Before Andi Dorfman ended her journey on "The Bachelorette" by picking Josh Murray, she had to dump Nick Viall, The Other Guy. After hearing the news that he'd pulled the thorn end of the stick, he reacted by asking a question that sparked choruses of "duh" across The Bachelor Nation: "Is there someone else?" His second reaction -- given during a taping of "After The Final Rose" -- was less laughable to viewers. "I just don't understand," he said to Dorfman (along with the millions watching at home). "If you weren't in love with me, then why did you make love to me?"

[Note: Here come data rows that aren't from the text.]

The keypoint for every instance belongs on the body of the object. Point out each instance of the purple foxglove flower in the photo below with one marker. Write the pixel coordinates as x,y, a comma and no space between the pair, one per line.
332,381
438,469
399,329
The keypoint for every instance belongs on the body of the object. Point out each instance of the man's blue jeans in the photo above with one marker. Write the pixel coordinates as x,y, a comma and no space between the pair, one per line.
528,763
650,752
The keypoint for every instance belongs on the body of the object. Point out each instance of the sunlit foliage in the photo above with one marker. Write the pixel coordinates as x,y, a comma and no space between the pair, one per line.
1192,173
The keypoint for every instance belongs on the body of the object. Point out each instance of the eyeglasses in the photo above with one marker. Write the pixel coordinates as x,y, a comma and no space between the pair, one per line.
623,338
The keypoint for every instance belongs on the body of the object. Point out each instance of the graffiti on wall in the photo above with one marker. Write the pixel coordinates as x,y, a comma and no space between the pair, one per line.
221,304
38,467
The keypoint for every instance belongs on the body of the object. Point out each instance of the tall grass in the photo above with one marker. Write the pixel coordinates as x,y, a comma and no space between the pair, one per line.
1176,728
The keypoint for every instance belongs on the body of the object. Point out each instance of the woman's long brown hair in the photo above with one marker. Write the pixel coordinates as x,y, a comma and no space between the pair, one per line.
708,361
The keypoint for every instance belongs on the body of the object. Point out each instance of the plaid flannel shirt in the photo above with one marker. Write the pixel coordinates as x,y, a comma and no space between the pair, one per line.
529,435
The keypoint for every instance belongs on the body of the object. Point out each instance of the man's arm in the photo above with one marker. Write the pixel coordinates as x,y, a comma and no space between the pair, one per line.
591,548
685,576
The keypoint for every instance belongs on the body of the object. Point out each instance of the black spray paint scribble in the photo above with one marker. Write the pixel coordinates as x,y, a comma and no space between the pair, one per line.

Was he implying that Dorfman shouldn't have slept with so many men? Was he suggesting that she's unladylike for having had multiple partners? Was he ultimately calling her a slut? Judging by fan reactions, the answer to all three questions would be yes. In fact, from the show's fans to its critics, it seems that people from every channel -- on-air and off -- have been popping up to shame Viall as a "slut shamer." But is that a fair and accurate assessment? I don't think so, and before you assume that I'm a prude who shops at Hobby Lobby, let me put on my Feminist (capital "F") hat and explain.
It's true: too often, we wrongly judge others' conduct using unequal standards based on gender. (Consider, too, that if Viall's question had been posed by last year's "scorned woman," Clare, to Juan Pablo, "The Bachelor," it might not have been so widely perceived as offensive). However, as someone who sees men and women as equals, I hold out hope that, sometimes, we judge individuals equally, outside those standards. In the case of Viall and Dorfman, it seems (to me, at least) that just that happened -- that, in other words, Viall's question wasn't delivered down from one gender to another, but posed "on the level" by someone who was, at one point, under the impression that they were sharing a certain level of intimacy with someone else. As I see it, Viall wasn't upset about the quantity of Dorfman's sexual partners; instead, he was hurt by her failure to disclose what she saw as his quality to her.
If Viall was implying or suggesting anything, it might be this:
Sleep with as many people as you want, but if and when you do, have the courtesy to tell each of your partners that they're not the only one. It might seem obvious that, when you're among the final two (or three) 'contestants' on a show like "The Bachelorette," you aren't; then again, it might not. Most members of the final two see themselves as the only one (e.g., "Is there someone else?"), and both deserve to know if they're not (even if it's just in that regard). Although it might seem awkward to disclose that information on the threshold of The Fantasy Suite (or, conversely, in front of millions watching at home), it's important to remember: feeling awkward is a product of feeling shame, and if you're doing what you want and doing it honestly, then there's no reason to be ashamed . . . That's equally true whether you're a woman or a man.